Hello @brukew, I'm Gemini Code Assist1! I'm currently reviewing this pull request and will post my feedback shortly. In the meantime, here's a summary to help you and other reviewers quickly get up to speed!

This pull request establishes a robust baseline evaluation framework for Video-Language Models (VLMs), focusing on automating video annotation tasks. It integrates the Ovis2 model, introduces a modular architecture for model interaction, evaluation, and postprocessing, and provides configurable settings for various annotation types.
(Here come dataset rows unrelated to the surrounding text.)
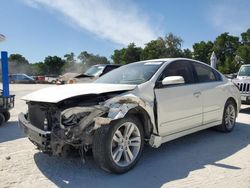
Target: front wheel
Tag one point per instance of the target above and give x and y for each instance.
(229, 117)
(117, 147)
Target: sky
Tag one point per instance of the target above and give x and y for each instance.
(39, 28)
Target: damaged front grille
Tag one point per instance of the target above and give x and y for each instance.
(36, 115)
(73, 119)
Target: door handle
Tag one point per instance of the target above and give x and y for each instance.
(197, 94)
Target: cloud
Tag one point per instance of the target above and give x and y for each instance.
(230, 16)
(119, 21)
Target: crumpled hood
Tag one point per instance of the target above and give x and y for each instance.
(241, 79)
(56, 94)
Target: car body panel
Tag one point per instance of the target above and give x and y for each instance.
(178, 108)
(56, 94)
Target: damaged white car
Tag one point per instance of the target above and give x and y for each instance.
(149, 102)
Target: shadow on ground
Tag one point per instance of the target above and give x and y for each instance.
(172, 161)
(10, 131)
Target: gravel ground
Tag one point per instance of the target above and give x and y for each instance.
(204, 159)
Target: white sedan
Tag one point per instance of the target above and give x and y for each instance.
(149, 102)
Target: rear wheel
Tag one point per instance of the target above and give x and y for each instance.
(229, 117)
(117, 147)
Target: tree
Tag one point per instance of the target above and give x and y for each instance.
(131, 54)
(187, 53)
(244, 53)
(89, 59)
(153, 50)
(202, 51)
(245, 37)
(53, 65)
(70, 65)
(127, 55)
(38, 69)
(173, 45)
(225, 47)
(18, 64)
(117, 56)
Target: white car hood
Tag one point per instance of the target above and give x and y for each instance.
(56, 94)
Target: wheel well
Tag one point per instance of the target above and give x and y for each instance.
(233, 100)
(143, 116)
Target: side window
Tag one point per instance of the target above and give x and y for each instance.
(107, 69)
(204, 73)
(180, 68)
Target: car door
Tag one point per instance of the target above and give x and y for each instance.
(212, 92)
(179, 107)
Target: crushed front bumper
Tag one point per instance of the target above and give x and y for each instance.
(37, 136)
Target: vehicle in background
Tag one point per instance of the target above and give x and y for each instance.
(93, 73)
(243, 82)
(51, 79)
(231, 76)
(21, 78)
(39, 79)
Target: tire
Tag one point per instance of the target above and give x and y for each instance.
(6, 115)
(110, 143)
(229, 117)
(2, 119)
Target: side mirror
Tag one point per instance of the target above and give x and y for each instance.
(172, 80)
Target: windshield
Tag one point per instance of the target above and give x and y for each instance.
(244, 71)
(134, 73)
(94, 70)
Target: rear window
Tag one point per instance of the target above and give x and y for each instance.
(205, 73)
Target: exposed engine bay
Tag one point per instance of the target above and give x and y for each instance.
(72, 122)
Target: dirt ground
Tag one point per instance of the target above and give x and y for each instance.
(204, 159)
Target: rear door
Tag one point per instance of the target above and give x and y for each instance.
(210, 82)
(179, 107)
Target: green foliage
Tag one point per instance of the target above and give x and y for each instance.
(245, 37)
(187, 53)
(153, 50)
(202, 51)
(18, 64)
(244, 53)
(127, 55)
(230, 51)
(53, 65)
(225, 46)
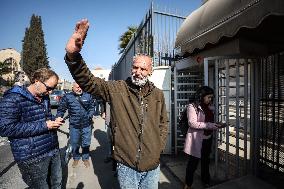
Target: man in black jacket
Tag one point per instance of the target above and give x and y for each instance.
(80, 106)
(26, 119)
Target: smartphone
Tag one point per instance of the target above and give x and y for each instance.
(63, 121)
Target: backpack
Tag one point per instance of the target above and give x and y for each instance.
(183, 122)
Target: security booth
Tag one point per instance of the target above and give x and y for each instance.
(241, 46)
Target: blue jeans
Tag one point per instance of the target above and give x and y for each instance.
(129, 178)
(42, 173)
(81, 138)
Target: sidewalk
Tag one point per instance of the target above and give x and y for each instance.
(100, 174)
(176, 164)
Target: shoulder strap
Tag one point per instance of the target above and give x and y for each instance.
(79, 100)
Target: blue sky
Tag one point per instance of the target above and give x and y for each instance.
(108, 20)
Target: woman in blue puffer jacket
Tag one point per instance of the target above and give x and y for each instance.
(26, 119)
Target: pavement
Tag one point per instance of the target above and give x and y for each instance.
(101, 175)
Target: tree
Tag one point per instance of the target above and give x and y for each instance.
(125, 38)
(4, 68)
(34, 55)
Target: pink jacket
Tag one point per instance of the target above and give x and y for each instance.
(195, 136)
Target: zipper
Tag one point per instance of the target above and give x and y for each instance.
(141, 129)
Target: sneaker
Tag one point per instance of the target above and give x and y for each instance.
(107, 159)
(75, 163)
(186, 187)
(86, 163)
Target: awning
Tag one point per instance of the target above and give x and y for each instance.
(219, 19)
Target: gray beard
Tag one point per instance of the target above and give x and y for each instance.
(139, 82)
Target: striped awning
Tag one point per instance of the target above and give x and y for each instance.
(219, 19)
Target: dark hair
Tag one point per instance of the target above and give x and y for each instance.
(43, 74)
(201, 93)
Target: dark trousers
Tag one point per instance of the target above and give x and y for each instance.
(205, 161)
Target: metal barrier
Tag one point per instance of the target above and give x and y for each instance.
(155, 37)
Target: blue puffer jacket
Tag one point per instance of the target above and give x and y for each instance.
(79, 117)
(23, 121)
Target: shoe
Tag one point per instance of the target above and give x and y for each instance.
(87, 163)
(75, 163)
(107, 159)
(186, 187)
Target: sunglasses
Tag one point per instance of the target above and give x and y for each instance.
(48, 88)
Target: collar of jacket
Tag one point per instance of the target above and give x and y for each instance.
(146, 89)
(22, 90)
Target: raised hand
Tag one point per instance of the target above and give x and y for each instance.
(76, 41)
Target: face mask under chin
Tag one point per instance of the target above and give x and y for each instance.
(139, 82)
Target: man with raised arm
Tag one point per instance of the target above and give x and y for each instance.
(138, 114)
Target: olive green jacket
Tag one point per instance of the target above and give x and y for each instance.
(138, 116)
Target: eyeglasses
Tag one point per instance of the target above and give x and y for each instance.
(48, 88)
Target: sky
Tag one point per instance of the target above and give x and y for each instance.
(108, 20)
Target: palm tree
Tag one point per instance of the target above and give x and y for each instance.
(125, 38)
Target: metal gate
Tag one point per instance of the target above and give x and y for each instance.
(186, 82)
(231, 80)
(271, 131)
(155, 36)
(250, 99)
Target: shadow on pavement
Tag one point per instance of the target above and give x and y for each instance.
(103, 170)
(64, 167)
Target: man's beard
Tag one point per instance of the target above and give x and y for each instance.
(139, 82)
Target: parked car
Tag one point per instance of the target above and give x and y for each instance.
(55, 97)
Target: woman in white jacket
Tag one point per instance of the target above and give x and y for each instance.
(199, 135)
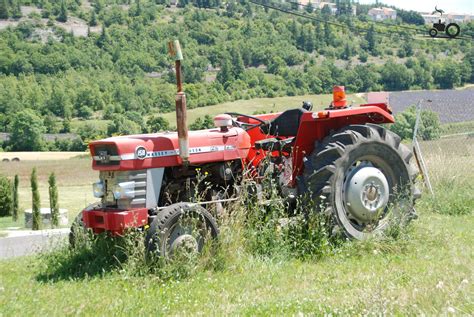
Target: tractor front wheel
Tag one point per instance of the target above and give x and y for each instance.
(361, 176)
(182, 227)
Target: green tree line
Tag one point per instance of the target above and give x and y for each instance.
(233, 51)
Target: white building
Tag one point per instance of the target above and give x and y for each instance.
(447, 18)
(380, 14)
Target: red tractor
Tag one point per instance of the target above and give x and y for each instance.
(341, 158)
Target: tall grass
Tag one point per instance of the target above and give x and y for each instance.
(249, 231)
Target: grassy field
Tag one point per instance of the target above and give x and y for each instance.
(428, 270)
(243, 106)
(74, 178)
(39, 156)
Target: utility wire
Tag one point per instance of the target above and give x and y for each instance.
(413, 28)
(352, 28)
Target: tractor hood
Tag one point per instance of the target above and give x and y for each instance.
(143, 151)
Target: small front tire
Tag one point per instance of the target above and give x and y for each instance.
(181, 227)
(433, 32)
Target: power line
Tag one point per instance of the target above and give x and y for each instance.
(413, 28)
(306, 16)
(352, 28)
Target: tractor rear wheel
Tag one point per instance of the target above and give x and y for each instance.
(361, 176)
(182, 227)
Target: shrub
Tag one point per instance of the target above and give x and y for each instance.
(429, 128)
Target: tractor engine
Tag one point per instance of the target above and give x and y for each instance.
(141, 174)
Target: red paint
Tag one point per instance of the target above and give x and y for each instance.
(114, 221)
(237, 144)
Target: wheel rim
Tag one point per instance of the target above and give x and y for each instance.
(359, 219)
(366, 193)
(185, 236)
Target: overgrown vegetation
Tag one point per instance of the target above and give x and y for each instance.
(429, 127)
(232, 51)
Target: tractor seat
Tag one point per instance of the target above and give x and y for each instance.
(286, 124)
(274, 144)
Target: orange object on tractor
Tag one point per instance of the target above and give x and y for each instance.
(339, 97)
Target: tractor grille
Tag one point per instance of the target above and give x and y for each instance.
(112, 178)
(106, 155)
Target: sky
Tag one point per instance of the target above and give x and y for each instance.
(457, 6)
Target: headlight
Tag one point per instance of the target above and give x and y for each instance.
(98, 189)
(124, 190)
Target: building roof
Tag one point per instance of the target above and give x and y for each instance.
(385, 11)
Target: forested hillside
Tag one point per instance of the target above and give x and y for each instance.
(120, 71)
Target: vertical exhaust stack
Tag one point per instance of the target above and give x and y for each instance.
(174, 50)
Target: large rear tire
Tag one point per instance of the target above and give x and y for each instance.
(182, 227)
(361, 176)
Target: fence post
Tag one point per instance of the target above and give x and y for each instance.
(417, 150)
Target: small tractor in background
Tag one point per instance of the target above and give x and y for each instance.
(340, 159)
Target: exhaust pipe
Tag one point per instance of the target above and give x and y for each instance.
(174, 50)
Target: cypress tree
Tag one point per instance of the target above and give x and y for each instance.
(36, 201)
(5, 196)
(53, 200)
(4, 14)
(93, 19)
(16, 183)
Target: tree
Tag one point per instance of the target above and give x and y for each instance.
(93, 19)
(122, 126)
(225, 74)
(4, 14)
(156, 124)
(16, 10)
(27, 131)
(370, 38)
(53, 200)
(62, 16)
(5, 197)
(36, 208)
(326, 10)
(237, 64)
(15, 210)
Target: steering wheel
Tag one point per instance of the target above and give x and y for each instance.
(248, 116)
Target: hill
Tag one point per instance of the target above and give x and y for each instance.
(120, 72)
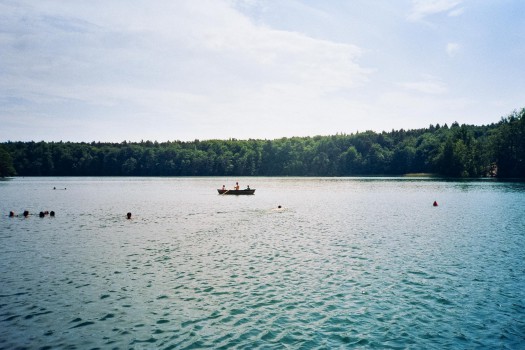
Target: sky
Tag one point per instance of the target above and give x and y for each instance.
(165, 70)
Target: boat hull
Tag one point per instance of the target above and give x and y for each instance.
(237, 192)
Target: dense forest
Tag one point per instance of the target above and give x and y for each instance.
(456, 151)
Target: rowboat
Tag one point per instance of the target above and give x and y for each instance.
(236, 192)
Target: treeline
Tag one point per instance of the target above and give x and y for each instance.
(456, 151)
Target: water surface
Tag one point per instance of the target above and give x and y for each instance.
(347, 262)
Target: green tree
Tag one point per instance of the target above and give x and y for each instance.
(6, 164)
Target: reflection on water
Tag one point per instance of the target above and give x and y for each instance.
(346, 262)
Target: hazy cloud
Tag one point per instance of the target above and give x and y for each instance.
(452, 49)
(424, 8)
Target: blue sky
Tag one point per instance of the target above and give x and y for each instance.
(115, 70)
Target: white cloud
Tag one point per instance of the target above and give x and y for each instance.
(452, 49)
(429, 85)
(425, 8)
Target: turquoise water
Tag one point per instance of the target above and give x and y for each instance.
(347, 263)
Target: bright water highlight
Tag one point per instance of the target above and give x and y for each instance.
(347, 263)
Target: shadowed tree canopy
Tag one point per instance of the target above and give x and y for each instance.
(456, 151)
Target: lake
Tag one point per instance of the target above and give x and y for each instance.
(345, 263)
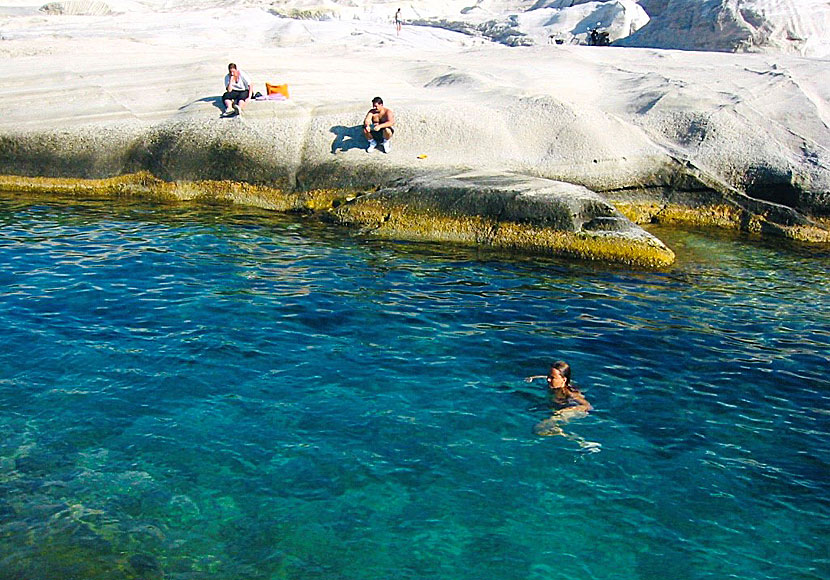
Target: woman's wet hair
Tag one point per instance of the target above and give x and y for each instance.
(564, 370)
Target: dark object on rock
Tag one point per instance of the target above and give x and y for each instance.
(597, 38)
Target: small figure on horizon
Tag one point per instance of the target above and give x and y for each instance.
(568, 401)
(378, 125)
(238, 90)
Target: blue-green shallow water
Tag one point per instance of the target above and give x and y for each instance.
(220, 393)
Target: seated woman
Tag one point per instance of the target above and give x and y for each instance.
(565, 398)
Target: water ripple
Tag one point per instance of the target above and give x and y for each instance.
(220, 392)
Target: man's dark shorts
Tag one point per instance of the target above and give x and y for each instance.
(235, 96)
(378, 135)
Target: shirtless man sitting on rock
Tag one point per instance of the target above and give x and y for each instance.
(378, 125)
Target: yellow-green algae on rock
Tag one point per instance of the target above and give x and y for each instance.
(374, 214)
(403, 223)
(144, 184)
(724, 216)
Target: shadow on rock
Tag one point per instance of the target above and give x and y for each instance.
(216, 100)
(347, 138)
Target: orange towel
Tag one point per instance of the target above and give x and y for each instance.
(281, 89)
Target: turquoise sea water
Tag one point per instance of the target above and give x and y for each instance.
(200, 392)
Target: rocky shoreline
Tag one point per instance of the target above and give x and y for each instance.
(584, 205)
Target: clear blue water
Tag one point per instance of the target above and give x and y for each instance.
(201, 392)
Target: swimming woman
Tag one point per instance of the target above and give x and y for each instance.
(568, 401)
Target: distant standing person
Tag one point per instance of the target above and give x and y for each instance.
(238, 90)
(378, 125)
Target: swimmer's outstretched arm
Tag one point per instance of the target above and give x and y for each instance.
(584, 405)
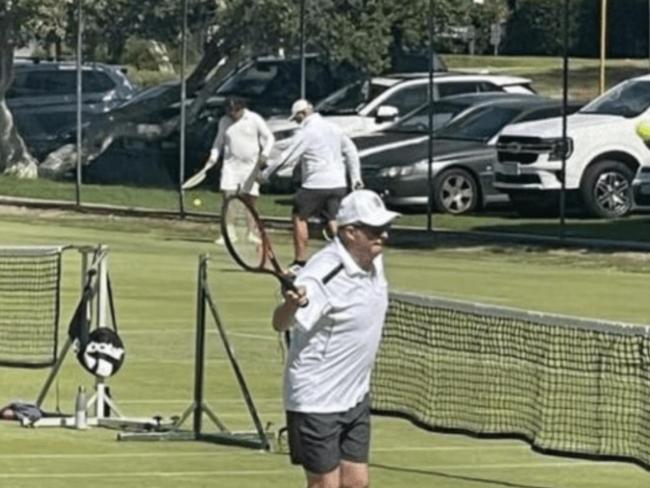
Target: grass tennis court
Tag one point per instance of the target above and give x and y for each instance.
(153, 268)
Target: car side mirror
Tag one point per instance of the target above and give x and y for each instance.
(386, 113)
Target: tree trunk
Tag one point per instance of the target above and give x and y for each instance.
(14, 155)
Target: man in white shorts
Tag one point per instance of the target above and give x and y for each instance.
(336, 321)
(328, 159)
(245, 142)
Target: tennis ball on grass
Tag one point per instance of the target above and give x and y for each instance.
(643, 130)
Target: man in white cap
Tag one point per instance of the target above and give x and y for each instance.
(329, 165)
(336, 320)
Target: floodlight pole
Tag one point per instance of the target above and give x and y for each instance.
(79, 100)
(603, 44)
(565, 89)
(183, 124)
(303, 82)
(430, 140)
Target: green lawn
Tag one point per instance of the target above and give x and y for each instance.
(153, 268)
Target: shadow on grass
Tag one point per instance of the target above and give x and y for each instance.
(504, 226)
(440, 474)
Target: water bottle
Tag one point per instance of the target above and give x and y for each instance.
(80, 420)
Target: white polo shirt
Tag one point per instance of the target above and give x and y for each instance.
(241, 142)
(325, 155)
(336, 337)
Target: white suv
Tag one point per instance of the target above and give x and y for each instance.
(603, 155)
(374, 104)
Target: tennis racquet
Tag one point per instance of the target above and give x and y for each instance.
(247, 241)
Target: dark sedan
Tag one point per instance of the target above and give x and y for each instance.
(463, 155)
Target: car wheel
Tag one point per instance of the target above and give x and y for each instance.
(455, 191)
(607, 189)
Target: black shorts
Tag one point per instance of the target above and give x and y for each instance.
(319, 441)
(308, 203)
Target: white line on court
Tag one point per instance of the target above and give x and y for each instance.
(266, 337)
(225, 473)
(141, 474)
(162, 401)
(156, 454)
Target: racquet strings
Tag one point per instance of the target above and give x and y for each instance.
(244, 234)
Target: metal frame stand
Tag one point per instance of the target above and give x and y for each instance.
(94, 284)
(258, 439)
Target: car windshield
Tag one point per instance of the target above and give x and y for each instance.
(351, 98)
(418, 121)
(251, 81)
(628, 99)
(479, 125)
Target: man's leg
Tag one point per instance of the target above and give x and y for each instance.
(354, 475)
(331, 228)
(326, 480)
(226, 194)
(300, 238)
(355, 446)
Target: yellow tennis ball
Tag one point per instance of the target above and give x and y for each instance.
(643, 130)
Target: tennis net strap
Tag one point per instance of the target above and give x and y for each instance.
(29, 305)
(564, 384)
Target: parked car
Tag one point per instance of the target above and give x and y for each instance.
(603, 153)
(270, 84)
(376, 103)
(43, 98)
(641, 188)
(412, 129)
(463, 156)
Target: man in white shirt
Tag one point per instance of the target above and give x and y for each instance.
(328, 159)
(245, 142)
(336, 319)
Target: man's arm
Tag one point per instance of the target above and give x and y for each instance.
(288, 157)
(217, 145)
(266, 139)
(284, 314)
(351, 158)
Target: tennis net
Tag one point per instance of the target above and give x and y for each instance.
(29, 305)
(564, 384)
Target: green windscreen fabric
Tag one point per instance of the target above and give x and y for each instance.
(30, 280)
(564, 384)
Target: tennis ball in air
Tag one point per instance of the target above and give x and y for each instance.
(643, 130)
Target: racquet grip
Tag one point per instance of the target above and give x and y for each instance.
(287, 284)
The changes aim to streamline the process of applying and assessing VLMs for tasks like activity descriptions and gesture classifications in video data.

Highlights

  • Python Version Update: The required Python version in pyproject.toml has been updated to >=3.11,<3.13, indicating a move towards newer Python features and environments.
  • New VLM Baseline Framework: A new vlm_baseline package and directory structure have been introduced, providing a foundational framework for automatic video annotation using Video-Language Models (VLMs).
  • Ovis2 Model Integration: The Ovis2 VLM has been integrated into the new framework, complete with a dedicated model wrapper, base class, and factory function for standardized interaction.
  • New Dependencies Added: Several new Python dependencies, including decord, pillow, torch, transformers, scikit-learn, and moviepy, have been added to support the VLM functionalities.
  • Configurable Annotation Tasks: Multiple YAML configuration files have been added for Ovis2, enabling the definition and execution of various annotation tasks such as activity description, gesture classification, and social interaction analysis.
  • Evaluation and Postprocessing Modules: New modules for evaluation metrics (metrics.py) and postprocessing validation (validation.py) have been added to support robust assessment and refinement of VLM outputs.
  • Comprehensive Documentation: Detailed documentation (documentation.md) has been added to guide users on the VLM Baseline Evaluation framework, including how to run experiments and integrate new models.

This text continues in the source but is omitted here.